Just recently I came across a Huffington Post article written by actor/comedian Jim Carrey (Let me just note that I’ve never been a huge fan of Carrey’s. I used to always joke that I didn’t think the man could be serious if his life depended on it. Turns out, he can). As many of you might already know, Carrey is dating actress/comedienne Jenny McCarthy. McCarthy’s son, Evan, was diagnosed with autism at two-and-a-half-years-old. Both McCarthy and Carrey are strong advocates and supporters of research and treatments for the disorder. They, too, believe there is a direct link between autism and childhood vaccines.
In his article, Carrey writes:
“The anecdotal evidence of millions of parents who’ve seen their totally normal kids regress into sickness and mental isolation after a trip to the pediatrician’s office must be seriously considered. The legitimate concern they and many in the scientific community have that environmental toxins, including those found in vaccines, may be causing autism and other disorders (Aspergers, ADD, ADHD), cannot be dissuaded by a show of sympathy and a friendly invitation to look for the ‘real’ cause of autism anywhere but within the lucrative vaccine program.

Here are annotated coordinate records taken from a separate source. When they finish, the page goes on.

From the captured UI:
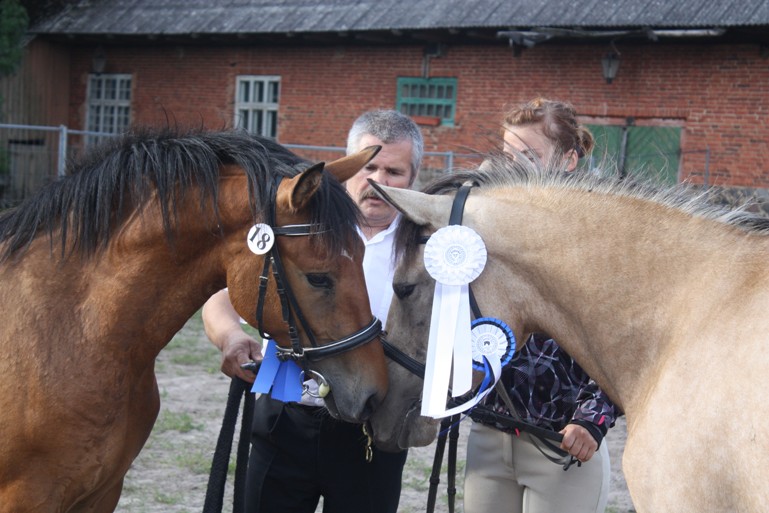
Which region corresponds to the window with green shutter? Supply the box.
[587,125,681,184]
[396,77,457,126]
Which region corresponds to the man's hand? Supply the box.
[222,331,262,383]
[560,424,598,463]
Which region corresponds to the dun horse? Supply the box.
[371,159,769,513]
[0,126,387,513]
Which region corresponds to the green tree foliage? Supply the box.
[0,0,29,76]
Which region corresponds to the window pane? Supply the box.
[235,75,280,138]
[264,110,278,138]
[267,81,280,103]
[254,82,264,103]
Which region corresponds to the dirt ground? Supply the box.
[116,314,635,513]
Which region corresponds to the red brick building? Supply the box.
[6,0,769,205]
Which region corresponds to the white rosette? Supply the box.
[422,225,487,418]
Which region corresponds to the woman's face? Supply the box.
[503,125,579,171]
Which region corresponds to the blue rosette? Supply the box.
[470,317,515,372]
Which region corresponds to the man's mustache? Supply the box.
[360,187,382,201]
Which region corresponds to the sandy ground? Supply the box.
[116,316,635,513]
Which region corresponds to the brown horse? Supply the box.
[371,155,769,513]
[0,131,387,513]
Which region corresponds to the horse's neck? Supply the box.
[474,190,766,412]
[91,226,225,360]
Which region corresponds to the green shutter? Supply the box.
[396,77,457,126]
[588,125,681,184]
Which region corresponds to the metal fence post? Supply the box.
[56,125,67,178]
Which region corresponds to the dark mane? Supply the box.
[395,154,769,261]
[0,129,359,261]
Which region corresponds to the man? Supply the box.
[203,110,424,513]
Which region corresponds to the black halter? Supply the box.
[256,178,382,361]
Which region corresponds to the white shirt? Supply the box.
[358,214,400,329]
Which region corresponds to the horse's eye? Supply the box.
[393,283,416,299]
[307,273,334,289]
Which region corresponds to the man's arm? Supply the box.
[203,289,262,382]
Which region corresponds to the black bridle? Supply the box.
[256,178,382,366]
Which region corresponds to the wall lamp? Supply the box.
[91,45,107,75]
[601,41,620,84]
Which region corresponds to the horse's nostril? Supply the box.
[360,394,382,422]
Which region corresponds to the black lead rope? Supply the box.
[203,378,254,513]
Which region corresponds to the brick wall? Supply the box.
[61,40,769,188]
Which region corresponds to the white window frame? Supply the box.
[85,73,133,143]
[235,75,280,139]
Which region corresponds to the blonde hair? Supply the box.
[502,97,595,157]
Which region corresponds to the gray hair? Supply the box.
[347,110,425,177]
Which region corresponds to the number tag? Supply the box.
[247,223,275,255]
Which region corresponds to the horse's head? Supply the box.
[371,182,522,450]
[220,146,387,421]
[364,184,451,451]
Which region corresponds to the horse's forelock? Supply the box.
[310,173,362,255]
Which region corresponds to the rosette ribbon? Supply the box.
[251,339,303,403]
[421,225,487,418]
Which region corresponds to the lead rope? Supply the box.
[203,378,254,513]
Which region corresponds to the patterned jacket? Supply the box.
[486,334,622,445]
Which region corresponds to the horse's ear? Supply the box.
[368,179,453,230]
[326,146,382,182]
[277,162,324,212]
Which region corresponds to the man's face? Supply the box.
[346,134,414,226]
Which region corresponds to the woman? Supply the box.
[464,98,621,513]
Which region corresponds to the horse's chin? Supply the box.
[372,401,439,452]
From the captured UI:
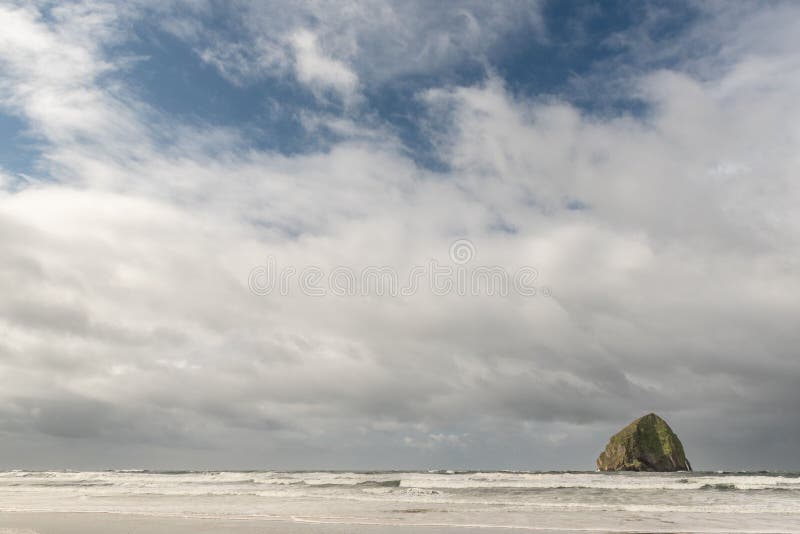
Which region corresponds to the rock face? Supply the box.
[597,413,692,471]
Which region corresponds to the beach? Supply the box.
[0,471,800,534]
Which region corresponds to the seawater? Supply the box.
[0,471,800,532]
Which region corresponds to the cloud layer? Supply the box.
[0,2,800,469]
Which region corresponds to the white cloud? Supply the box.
[291,30,358,102]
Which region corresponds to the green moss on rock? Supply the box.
[597,413,692,471]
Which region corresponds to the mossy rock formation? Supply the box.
[597,413,692,471]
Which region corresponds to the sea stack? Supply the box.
[597,413,692,472]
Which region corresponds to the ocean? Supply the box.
[0,471,800,534]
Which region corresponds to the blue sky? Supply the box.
[0,2,703,172]
[0,0,800,469]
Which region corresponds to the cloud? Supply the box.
[0,3,800,468]
[291,30,358,101]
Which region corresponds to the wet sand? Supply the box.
[0,512,592,534]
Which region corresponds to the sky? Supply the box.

“In a world left reeling from the catastrophic effects of greed, mismanagement and corporate insensitivity, is it so absurd for us to wonder why American children are being given twice as many vaccines on average, compared to the top 30 first world countries?
“With all the doubt that’s left hanging on this topic, how can anyone in the media or medical profession, boldly demand that all parents march out and give their kids 36 of these shots, six at a time in dosage levels equal to that given a 200 pound man?”
Carrey demands U.S. leaders take a hard look at each of the required vaccines, seriously consider which ones are actually necessary and how much, as well as make them green – free from toxins like aluminum, mercury, ether, formaldehyde and anti-freeze.
While, I am no expert on autism, nor do I have the slightest clue about vaccines and what’s in them– I am a mother. And as a mother, I have to say I am concerned. I am concerned by the sheer number of vaccines our children must receive, the dosage, as well as the safeness of such medications.
While I have not seen any cause for alarm in my son – who is current on all his immunizations – I can’t help but wonder… “Should I opt out of vaccinating my children?”
Everybody and their mother is talking about “going green” as if its the latest trend on some fashion runway (In some cases, it is. Even so, I think it’s becoming somewhat commercialized and more of the “in” thing to do and say, rather than actually trying to save the environment. But anyway, that’s for a later post). If there is, in fact, a way to make our drugs safer, shouldn’t lawmakers at least consider it?
At this time, the research is inconclusive. And, so am I.